Secondo gli analisti di Bruxelles, la decisione di Vučić risponde a un calcolo istituzionale preciso: la Costituzione serba gli impedisce un terzo mandato presidenziale consecutivo, mentre la carica di primo ministro, che già ricoprì tra il 2014 e il 2017, gode di poteri esecutivi più ampi. Il passaggio consentirebbe al leader di conservare il controllo effettivo del Paese, replicando uno schema già sperimentato da Vladimir Putin in Russia e da Recep Tayyip Erdoğan in Turchia. Per i manifestanti, tuttavia, l’annuncio non rappresenta una concessione sufficiente: il movimento chiede riforme giudiziarie, fine dell’impunità e lo smantellamento di un sistema di potere che da oltre un decennio ruota attorno alla figura di Vučić, indipendentemente dalla carica formale che occupa.

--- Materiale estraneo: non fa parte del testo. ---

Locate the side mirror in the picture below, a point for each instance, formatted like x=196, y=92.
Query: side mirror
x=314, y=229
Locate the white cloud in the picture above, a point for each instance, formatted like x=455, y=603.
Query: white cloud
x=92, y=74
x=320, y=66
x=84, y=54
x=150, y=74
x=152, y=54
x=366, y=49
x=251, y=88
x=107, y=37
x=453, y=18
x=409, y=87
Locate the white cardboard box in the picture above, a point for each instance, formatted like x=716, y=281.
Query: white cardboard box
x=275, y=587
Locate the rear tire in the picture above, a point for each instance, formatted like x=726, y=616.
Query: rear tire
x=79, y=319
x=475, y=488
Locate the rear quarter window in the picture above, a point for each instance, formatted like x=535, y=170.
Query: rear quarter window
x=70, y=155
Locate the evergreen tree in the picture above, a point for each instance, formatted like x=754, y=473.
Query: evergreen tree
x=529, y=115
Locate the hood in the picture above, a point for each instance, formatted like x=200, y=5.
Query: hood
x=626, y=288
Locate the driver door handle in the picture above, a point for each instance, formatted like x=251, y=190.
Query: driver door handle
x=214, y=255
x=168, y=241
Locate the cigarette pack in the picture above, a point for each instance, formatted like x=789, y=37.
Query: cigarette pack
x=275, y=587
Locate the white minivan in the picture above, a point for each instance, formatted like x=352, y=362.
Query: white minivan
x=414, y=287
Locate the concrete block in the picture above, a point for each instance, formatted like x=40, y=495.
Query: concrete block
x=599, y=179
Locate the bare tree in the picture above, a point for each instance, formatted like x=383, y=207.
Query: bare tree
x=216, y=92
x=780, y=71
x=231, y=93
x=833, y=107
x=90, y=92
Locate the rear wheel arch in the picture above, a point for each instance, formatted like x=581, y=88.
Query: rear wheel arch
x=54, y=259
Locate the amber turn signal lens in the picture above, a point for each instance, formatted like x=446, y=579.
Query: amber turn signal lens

Dal punto di vista dei partner internazionali, la prospettiva di una “staffetta” tra presidenza e governo disegna scenari differenziati. Negli ambienti comunitari, la presidente del Parlamento Ana Brnabić è considerata un interlocutore pragmatico e già rodato nei negoziati con l’Unione Europea, mentre a Mosca l’interesse prioritario è la tenuta del modello di bilanciamento tra Oriente e Occidente che Belgrado ha finora garantito, rifiutando di allinearsi alle sanzioni contro la Russia e mantenendo aperti i canali con Pechino. La formula «Vučić premier, presidente leale» viene indicata da fonti diplomatiche russe come lo scenario più funzionale alla continuità di tale equilibrio. L’opposizione serba, frammentata e priva di figure in grado di competere con il carisma e la macchina organizzativa del SNS, si trova ora nella necessità di individuare in tempi brevi un candidato unitario per le presidenziali.
Sul piano interno, la convocazione delle urne non placa la mobilitazione: i collettivi studenteschi hanno già annunciato che le proteste proseguiranno, ritenendo che il problema non sia la persona al vertice ma l’architettura illiberale dello Stato. Per l’Italia e per l’Europa, la stabilità della Serbia resta un dossier sensibile, che incrocia la gestione dei flussi migratori lungo la rotta balcanica, la sicurezza energetica e il processo di allargamento dell’Unione, già segnato dalle resistenze di alcuni Stati membri. Vučić ha promesso trasparenza sulla propria candidatura a premier entro la fine di luglio; le elezioni dovrebbero tenersi in autunno, in una data che il presidente uscente non ha ancora formalizzato.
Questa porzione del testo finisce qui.